Student Loans to promoter more equitable access to higher education in Uganda

The Ministry of Education and Sports, is considering giving students joining university loans to pay fees as one of the ways to increase equitable access to higher education.

The Minister of Education and Sports, Geraldine Namirembe Bitamazire told the Parliamentary Committee on Social Services that this is part of the 10-year Education Sector Strategic Plan. “Our target is to increase access to higher education. Having increased access to primary and now secondary education, it is important that we start planning how to increase access to higher education,” Bitamazire says.

Uganda Minister of Education Geraldine Namirembe Bitamazire

The minister’s announcement came at the heels of calls by academicians attending the June 2007 8th Women Affairs Ministers Meeting (WAMM) in Kampala to governments and universities in Africa to consider giving student loans in order to increase access to higher education by disadvantaged groups like women, the poor and those from rural areas who find it hard to compete equitably for the 5, 000 government scholarships in the now 5 public universities of Makerere, Gulu, Mbarara, Kyambogo, and Busitema.

Presenting a paper on Affirmative Action and Financing Women’s Education, Prof. Joy Kwesiga, the Vice Chancellor of Kabale University said that student loans can be an effective avenue to enable bright students from rural areas, poor families and females to get higher education.

Some people however see the latest move by government as an excuse for its planned decrease to fund higher education in favour of primary and secondary education.

Others however argue that apart from ensuring that the beneficiaries of higher education and training meet part of their education in the face of limited resources at government’s disposal, student loans promote equality of opportunity to qualified students irrespective of their background circumstances.

“Student loans are a fair institution to finance bright but disadvantaged students to access higher education. Governments and Universities can provide bank guarantees and ways of claiming back the money. They can work with the private sector to find work for those who get the loans so that they can pay back the money,” Kwesiga told Ultimate Media.

The Visitation Committee instituted by President Yoweri Museveni to find ways of improving education in Uganda’s Universities also recommended that government should introduce the Student Loans Scheme immediately.

“An equitable standard loan scheme based on those operating successfully in counties such as Ghana, UK, Canada and Kenya would ensure access to university education by all qualified students irrespective of their income,” the committee said in their report submitted to President Museveni recently.

Neighboring Kenya has been running a University Students’ Loan Scheme (USLS) which benefits both students studying in government and private universities. But some people are worried that Uganda’s experience with the Entandikwa Scheme where people countrywide were borrowed money and they never paid pack might replicate in the Student Loans Scheme. It is only recently that Kenya after more than 40 years of the Scheme found effective means of ensuring students pay back the money that is loaned.
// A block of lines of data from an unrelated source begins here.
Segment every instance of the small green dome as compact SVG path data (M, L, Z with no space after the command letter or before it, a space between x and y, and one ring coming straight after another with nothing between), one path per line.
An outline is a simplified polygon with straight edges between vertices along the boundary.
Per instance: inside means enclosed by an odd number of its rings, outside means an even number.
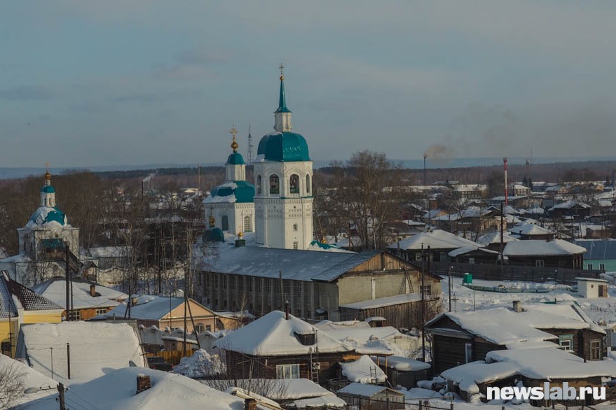
M204 242L224 242L224 232L220 228L212 228L203 232Z
M308 144L295 132L274 132L261 139L257 155L266 161L310 161Z
M233 153L227 158L227 165L245 165L244 157L239 153Z

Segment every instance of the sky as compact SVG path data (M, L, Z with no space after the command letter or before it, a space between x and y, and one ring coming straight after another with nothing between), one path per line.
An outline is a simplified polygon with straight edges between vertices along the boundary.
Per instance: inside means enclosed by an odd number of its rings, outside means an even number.
M278 66L315 161L614 157L616 2L0 3L0 167L224 162ZM444 146L446 149L434 150ZM430 149L433 147L432 149Z

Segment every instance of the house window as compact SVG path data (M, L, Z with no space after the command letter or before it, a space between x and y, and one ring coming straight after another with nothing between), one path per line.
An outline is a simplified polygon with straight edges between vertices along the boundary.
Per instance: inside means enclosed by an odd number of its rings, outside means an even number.
M280 185L278 175L270 176L270 193L279 194L280 192Z
M432 285L423 285L420 286L421 288L421 295L424 297L430 297L432 294Z
M299 176L298 175L294 174L289 178L289 188L292 194L299 193Z
M278 365L276 379L299 379L299 365Z
M71 320L81 320L81 311L71 311L71 314L69 315L69 318Z
M591 340L590 341L590 358L591 360L601 360L601 341Z
M260 176L260 175L257 175L257 176L256 176L256 195L261 195L261 176Z
M464 345L464 355L465 360L467 363L470 363L473 361L473 345L470 343L467 343Z
M561 334L559 336L559 346L566 352L573 351L573 335Z

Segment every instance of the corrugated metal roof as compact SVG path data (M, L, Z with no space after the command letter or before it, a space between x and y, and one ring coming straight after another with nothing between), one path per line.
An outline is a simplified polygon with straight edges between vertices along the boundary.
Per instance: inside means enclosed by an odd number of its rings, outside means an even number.
M573 243L586 248L584 259L616 259L616 240L576 239Z
M0 319L14 318L18 316L17 308L13 302L6 281L4 277L0 278Z
M245 246L225 250L209 258L203 270L263 278L278 278L282 271L285 279L330 281L379 253L377 250L350 253Z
“The Entandikwa failed totally to work. It backfired completely on government. How do they expect this to work? It can only work in a situation where government is certain that the students will get the jobs. There is no way that you can expect students to get jobs and make them pay back these loans,” says Aswa County MO, Reagan Okumu. He also says that if the Students’ Loans Scheme is to work, the interest should be friendly.

East Moyo MP,  Piro Santos also says that while the Students’ Loan Scheme is good, the current high levels of unemployment make it unsustainable since government can not be sure the students who are loaned money will get jobs and pay back.

“Is there a deliberate policy that after finishing university, these students will be accorded jobs? As far as I know, these students are trained by the universities and thereafter, the students are left to look for the jobs themselves. The job market in Uganda does not have enough vacancies for them. There is no absolute guarantee that the students will get the jobs. For now, this scheme might is unworkable, especially here in Uganda,” he said Santos told Ultimate Media in an interview.

Prof. Joy Kwesiga

But Prof. Kwesiga says government and universities can find a system of giving these students as trained and skilled people work, even if on part time to ensure that the loans are paid back. She says some parents who can’t pay the high tuition fees for students at once might afford the soft loans, which they can pay back in installments over a loger period of time.

During the 8WAMM, Cornelia Muganda, from the Open University of Tanzania says that they already have a system where students from disadvantaged families access loans and pay back through working at the university, while others provide goods and services to the university.

“In addition to student loans, we also run a bridging programme where we train women and people from rural schools who didn’t get direct entry to university so that they can be at par with others. These end up performing better than those who gained direct entry because they were from better schools,” Muganda says.

Prof. Kwesiga says that as most affirmative action policies to increase the number of females, the poor, and those from rural areas have become unpopular for not giving opportunity to all and many times benefiting the already advantaged, a student loans scheme is needed to ensure the disadvantaged access higher education.